Business | Oil & Gas
China stockpiling thwarts global price fall
China will add up to 4 million barrels of crude to its strategic storage tanks by mid-December, an industry source said, more than doubling stocks in a move analysts say is providing a floor to global prices.
Beijing: China will add up to 4 million barrels of crude to its strategic storage tanks by mid-December, an industry source said, more than doubling stocks in a move analysts say is providing a floor to global prices.
The new crude will top up China's first state reserves facility near Ningbo to about one-fifth of its capacity, likely spurring debate over whether Beijing will allow its state energy firms to dip into the stocks at will, creating a potentially powerful tool for maximising trading profits.
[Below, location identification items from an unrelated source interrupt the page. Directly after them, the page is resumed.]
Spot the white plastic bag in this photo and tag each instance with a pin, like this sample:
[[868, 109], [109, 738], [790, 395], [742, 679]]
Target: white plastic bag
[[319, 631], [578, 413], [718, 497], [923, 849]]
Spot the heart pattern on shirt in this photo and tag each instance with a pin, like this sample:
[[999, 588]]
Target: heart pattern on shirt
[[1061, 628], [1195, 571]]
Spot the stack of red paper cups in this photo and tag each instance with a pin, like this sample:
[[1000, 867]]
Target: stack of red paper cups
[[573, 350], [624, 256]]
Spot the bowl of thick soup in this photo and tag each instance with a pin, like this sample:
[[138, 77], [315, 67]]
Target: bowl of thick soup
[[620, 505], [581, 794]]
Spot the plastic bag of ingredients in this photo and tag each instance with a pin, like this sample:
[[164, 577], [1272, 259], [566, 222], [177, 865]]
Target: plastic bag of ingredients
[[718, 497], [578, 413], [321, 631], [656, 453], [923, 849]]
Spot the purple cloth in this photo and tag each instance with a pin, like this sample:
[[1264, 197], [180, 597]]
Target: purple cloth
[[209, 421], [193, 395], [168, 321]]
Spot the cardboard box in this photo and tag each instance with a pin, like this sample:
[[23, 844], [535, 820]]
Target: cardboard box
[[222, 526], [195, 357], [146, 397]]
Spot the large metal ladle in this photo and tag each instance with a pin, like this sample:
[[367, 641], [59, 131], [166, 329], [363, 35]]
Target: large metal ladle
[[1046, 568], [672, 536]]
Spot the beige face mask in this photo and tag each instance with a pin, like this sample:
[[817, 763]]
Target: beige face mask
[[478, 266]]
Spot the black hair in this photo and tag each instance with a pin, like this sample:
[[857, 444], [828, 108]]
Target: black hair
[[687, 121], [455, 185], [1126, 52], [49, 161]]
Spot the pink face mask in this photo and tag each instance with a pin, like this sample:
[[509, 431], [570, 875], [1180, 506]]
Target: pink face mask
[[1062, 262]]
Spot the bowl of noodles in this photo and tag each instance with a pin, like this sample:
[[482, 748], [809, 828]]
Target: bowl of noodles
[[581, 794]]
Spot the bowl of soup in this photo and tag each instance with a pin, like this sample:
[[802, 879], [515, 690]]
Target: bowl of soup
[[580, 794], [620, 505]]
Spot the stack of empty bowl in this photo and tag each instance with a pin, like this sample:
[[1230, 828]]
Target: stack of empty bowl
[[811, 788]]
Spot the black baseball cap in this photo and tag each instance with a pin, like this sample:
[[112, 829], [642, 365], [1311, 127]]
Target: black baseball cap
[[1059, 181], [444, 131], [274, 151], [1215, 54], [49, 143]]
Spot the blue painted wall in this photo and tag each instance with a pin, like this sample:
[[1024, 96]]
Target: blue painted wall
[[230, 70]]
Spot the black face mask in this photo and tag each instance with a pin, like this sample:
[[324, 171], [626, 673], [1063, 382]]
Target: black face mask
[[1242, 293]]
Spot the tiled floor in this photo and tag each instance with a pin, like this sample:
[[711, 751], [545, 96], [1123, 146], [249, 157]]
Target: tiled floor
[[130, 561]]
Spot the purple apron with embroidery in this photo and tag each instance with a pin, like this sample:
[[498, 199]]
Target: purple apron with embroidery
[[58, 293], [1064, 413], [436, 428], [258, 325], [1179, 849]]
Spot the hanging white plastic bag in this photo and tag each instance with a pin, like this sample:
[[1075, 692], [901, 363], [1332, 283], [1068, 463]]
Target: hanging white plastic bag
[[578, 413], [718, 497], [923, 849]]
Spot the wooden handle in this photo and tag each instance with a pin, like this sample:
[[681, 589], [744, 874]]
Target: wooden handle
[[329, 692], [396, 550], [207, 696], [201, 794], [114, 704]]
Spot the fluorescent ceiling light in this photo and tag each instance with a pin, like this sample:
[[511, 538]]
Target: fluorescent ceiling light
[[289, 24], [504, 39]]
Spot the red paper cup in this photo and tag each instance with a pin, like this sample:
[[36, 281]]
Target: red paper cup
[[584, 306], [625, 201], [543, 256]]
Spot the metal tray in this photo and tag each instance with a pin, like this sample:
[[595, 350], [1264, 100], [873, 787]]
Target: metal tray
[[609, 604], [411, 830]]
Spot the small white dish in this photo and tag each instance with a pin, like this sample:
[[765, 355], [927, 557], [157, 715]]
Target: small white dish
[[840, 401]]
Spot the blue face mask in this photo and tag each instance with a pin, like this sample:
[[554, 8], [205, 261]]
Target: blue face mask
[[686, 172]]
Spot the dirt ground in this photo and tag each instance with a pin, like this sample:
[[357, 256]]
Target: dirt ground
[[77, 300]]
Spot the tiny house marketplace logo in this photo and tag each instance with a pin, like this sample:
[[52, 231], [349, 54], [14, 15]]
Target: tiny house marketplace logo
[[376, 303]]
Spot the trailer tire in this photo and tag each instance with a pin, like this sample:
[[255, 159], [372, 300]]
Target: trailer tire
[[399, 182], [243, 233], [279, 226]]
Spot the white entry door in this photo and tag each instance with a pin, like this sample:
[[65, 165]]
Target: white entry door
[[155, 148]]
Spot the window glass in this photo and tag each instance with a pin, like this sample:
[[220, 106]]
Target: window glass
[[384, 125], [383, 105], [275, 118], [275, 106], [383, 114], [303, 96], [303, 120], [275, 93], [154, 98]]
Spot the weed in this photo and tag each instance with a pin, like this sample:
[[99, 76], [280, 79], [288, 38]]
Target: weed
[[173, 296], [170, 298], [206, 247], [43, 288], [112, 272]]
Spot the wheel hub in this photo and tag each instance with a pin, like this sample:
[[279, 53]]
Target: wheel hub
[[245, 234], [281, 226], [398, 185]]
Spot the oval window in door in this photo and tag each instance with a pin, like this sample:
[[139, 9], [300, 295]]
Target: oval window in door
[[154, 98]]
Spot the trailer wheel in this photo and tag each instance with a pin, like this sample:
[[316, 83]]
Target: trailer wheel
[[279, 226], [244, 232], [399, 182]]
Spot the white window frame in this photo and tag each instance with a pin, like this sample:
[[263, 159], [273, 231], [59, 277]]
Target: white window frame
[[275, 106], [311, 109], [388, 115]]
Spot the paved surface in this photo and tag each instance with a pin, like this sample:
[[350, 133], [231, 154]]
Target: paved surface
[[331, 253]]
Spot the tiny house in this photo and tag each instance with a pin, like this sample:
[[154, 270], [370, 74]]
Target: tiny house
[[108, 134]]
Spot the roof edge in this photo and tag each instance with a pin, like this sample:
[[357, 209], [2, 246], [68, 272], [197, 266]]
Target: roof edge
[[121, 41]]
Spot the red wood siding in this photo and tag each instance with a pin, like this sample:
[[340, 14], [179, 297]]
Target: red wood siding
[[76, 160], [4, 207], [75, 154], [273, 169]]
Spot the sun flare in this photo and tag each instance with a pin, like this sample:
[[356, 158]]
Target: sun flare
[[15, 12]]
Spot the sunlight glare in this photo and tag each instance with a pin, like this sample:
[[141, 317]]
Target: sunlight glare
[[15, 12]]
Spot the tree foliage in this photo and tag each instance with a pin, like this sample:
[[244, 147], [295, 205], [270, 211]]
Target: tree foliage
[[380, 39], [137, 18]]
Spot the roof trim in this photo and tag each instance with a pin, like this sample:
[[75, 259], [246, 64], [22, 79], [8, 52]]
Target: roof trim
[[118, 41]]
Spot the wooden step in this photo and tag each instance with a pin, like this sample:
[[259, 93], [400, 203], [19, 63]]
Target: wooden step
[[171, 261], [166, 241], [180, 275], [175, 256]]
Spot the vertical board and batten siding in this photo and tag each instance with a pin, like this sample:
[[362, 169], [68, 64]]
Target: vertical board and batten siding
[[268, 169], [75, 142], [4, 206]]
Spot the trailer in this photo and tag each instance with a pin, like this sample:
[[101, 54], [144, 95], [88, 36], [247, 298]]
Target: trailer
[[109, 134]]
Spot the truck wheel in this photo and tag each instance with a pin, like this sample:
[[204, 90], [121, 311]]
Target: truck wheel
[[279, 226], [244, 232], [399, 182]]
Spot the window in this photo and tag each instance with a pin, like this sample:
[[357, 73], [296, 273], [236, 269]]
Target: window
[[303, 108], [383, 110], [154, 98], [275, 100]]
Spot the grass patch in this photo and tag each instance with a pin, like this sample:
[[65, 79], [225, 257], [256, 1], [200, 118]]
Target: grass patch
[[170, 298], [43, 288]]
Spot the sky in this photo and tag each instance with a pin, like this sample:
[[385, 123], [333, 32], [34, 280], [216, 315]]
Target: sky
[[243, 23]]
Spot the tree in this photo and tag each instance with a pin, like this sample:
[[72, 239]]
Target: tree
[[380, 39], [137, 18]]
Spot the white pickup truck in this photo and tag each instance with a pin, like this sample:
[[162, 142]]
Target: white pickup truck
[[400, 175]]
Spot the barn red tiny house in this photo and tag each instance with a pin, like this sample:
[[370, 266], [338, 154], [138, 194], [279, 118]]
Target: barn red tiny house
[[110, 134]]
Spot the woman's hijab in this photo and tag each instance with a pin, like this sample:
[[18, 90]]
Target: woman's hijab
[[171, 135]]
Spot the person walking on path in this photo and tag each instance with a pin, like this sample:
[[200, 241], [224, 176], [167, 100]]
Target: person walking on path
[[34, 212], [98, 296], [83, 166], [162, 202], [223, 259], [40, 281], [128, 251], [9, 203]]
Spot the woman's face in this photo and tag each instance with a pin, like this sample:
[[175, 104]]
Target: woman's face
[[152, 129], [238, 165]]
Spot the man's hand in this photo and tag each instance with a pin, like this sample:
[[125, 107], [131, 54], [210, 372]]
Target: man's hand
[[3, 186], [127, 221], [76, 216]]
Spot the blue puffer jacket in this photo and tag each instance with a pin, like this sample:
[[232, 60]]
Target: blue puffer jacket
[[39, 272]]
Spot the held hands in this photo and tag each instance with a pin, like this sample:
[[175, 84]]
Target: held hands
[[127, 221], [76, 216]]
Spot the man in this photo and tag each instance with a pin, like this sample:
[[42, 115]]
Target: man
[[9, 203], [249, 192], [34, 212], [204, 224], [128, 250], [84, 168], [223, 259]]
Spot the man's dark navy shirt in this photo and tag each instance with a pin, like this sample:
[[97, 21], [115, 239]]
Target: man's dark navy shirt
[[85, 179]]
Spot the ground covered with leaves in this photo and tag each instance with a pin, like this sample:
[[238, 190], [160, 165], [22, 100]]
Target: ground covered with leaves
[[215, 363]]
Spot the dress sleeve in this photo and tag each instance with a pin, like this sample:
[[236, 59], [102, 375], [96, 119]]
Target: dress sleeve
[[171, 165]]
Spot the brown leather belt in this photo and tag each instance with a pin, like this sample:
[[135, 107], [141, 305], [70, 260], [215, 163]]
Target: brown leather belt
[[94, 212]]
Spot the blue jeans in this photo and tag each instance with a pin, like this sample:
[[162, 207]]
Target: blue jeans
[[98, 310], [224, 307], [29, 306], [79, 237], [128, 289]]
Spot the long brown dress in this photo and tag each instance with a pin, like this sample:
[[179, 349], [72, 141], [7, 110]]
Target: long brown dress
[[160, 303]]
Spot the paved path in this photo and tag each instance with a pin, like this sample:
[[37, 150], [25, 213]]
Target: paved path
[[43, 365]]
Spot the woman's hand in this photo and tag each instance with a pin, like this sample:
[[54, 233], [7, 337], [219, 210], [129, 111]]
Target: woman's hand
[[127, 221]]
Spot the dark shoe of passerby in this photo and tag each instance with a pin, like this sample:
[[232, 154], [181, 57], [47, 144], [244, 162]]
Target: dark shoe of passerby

The cargoes, bought by top refiner Sinopec, include a 950,000-barrel shipment due for discharge in mid-November, said a second industry source based in Ningbo.
"They are on the way," the first source told Reuters. The source declined to specify the type of crude or its origin.
Traders speculated that some of the additional barrels could be from Oman. Sinopec, the single-largest buyer of Omani crude, was seen lifting around 8 million barrels of the grade for November loading, more than its usual 4-6 million barrels.
The incoming crude follows the storage's first fill in August of around 3 million barrels of Russian crude Urals, the first overt sign of the world's second-largest consumer stocking up on emergency supplies as part of its planned buffer to disruptions.
The storage tanks at Ningbo, near Sinopec's 400,000 barrels per day (bpd) Zhenhai refinery, have a total capacity of about 33 million barrels.
Averaged over the August-December period, the stockbuild is running at about 50,000 bpd, the low end of analysts' estimates and under 2 per cent of China's total imports, which are up 16 per cent at 2.92 million bpd so far this year.
Although China's decision to buy its first Russian cargoes appeared ill-timed against crude oil's peaks at over $77 a barrel in mid-July and early August, the latest purchases seem to be savvier, as crude oil fell sharply to $60 by mid-September, when the latest cargoes would have been bought.
But analysts warn that China's long-anticipated stockbuild may prevent further declines.
"Why have oil prices failed to obey the bears commands? The most important reason is China," Societe Generale commodity research said in a report.
"China's buying for its strategic reserve is flooring any price decline."
Domestic oil demand from the world's fourth-largest economy is expected to rise by 6 per cent this year, double the pace in 2005, due to growth in oil-guzzling sectors such as construction, heavy industries and transportation.
But some analysts are shifting focus from the moderating pace of demand growth in China which startled markets in 2004 with a 15 per cent surge to its apparent intent to become a more potent force on global commodity markets.
More storage sites are under construction for a nationwide stockpile that will total more than 100 million barrels in the next few years, a potentially powerful price lever.